Spot fixing: Sreesanth, 13 others sent to 5 days police custody
Arrested pacer S Sreesanth and 13 others, including two other cricketers of the Rajasthan Royals franchise, were today sent to police custody for five days by a New Delhi court for being quizzed in connection with the T20 League spot-fixing scandal case.india Updated: May 16, 2013 20:45 IST
Arrested pacer S Sreesanth and 13 others, including two other cricketers of the Rajasthan Royals franchise, were on Thursday sent to police custody for five days by a New Delhi court for being quizzed in connection with the T20 league spot-fixing scandal case.
Delhi police told the court that it seemed more persons are involved and fresh arrests are expected.
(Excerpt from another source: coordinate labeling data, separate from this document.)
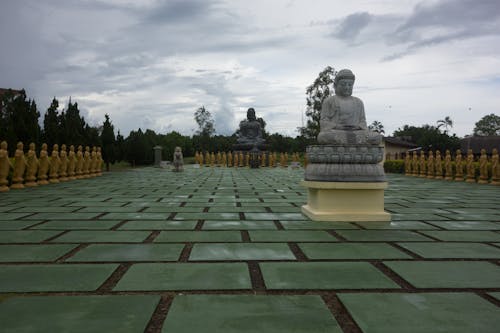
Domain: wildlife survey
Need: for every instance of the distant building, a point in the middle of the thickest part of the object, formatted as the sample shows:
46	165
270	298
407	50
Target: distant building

The probe suggested that bookies had betted on some other players also, it said.
On a day of dramatic developments, Sreesanth and his teammates Ajit Chandila and Ankit Chavan, who were arrested in Mumbai early on Thursday, were brought to the Saket district court complex in New Delhi with their faces muffled along with 11 Mumbai and Delhi based bookies.
They were produced at the residence of chief metropolitan magistrate Lokesh Kumar Sharma inside the Saket court complex and asked to appear one-by-one before him.
Media was barred from entering the magistrate's residence which was under a thick security blanket.
During the hearing, special cell of Delhi police sought seven days of custodial interrogation of the cricketers and others to unearth the entire conspiracy relating to spot-fixing in three T20 matches involving Rajasthan Royals.
Pubic prosecutor Rajiv Mohan, appearing for Delhi police, sought police custody of all the accused for confronting them with each other and with electronic evidence, including their laptops, collected during the discreet probe.
The custodial interrogation was required to ascertain the magnitude of conspiracy, Mohan said adding that the investigators also need to find out the source of money allegedly received by the cricketers for indulging in spot fixing.
During the arguments, the prosecutor claimed that several other matches in the T20 league were also fixed and the accused are required to be interrogated regarding that also.
"Huge amount of money is involved in the case," Mohan said.
Seeking seven days remand of all accused, the prosecutor told the court that that there was a "larger conspiracy" in the entire scandal and they need to be probed thoroughly.
The counsel appearing for some of the accused opposed the police plea alleging they were innocent and have been falsely implicated in the case.
The defence counsel alleged foul play and claimed that some other persons were behind the conspiracy.
Sreesanth and two other cricketers were arrested in a post-midnight operation in Mumbai last night by Delhi police for spot-fixing in T20 matches for payments of upto Rs 60 lakhs just for giving away pre-determined number of runs in an over.
It said that the cricketers indulged in spot-fixing in at least three T20 matches as per arrangements with bookies who have underworld connections abroad.
The players, who have been suspended by the BCCI, have been booked under section 420 (cheating) and 120-B (criminal conspiracy) of the IPC.
Earlier during the day, Delhi Police commissioner Neeraj Kumar said that the accused are also likely to be booked under the stringent Maharashtra Control of Organised Crime Act (MCOCA), which could land them in jail without bail.
The commissioner listed three Rajasthan Royals' matches - on May 5, 9 and 15 against Pune Warriors, Kings XI Punjab and Mumbai Indians respectively - where spot-fixing took place.
Advocate Rajiv Shankar Trivedi, appearing for Chavan and Chandila, claimed his clients were innocent.
"The prosecution has shown some evidence. They have claimed they have recovered various mobile phones, laptops etc from their possession. They have also claimed that money changed hands. We are not seeing any such thing," the lawyer said.
The names of players emerged during the conversations between two bookies and on this basis, the cricketers were implicated in the case, he said.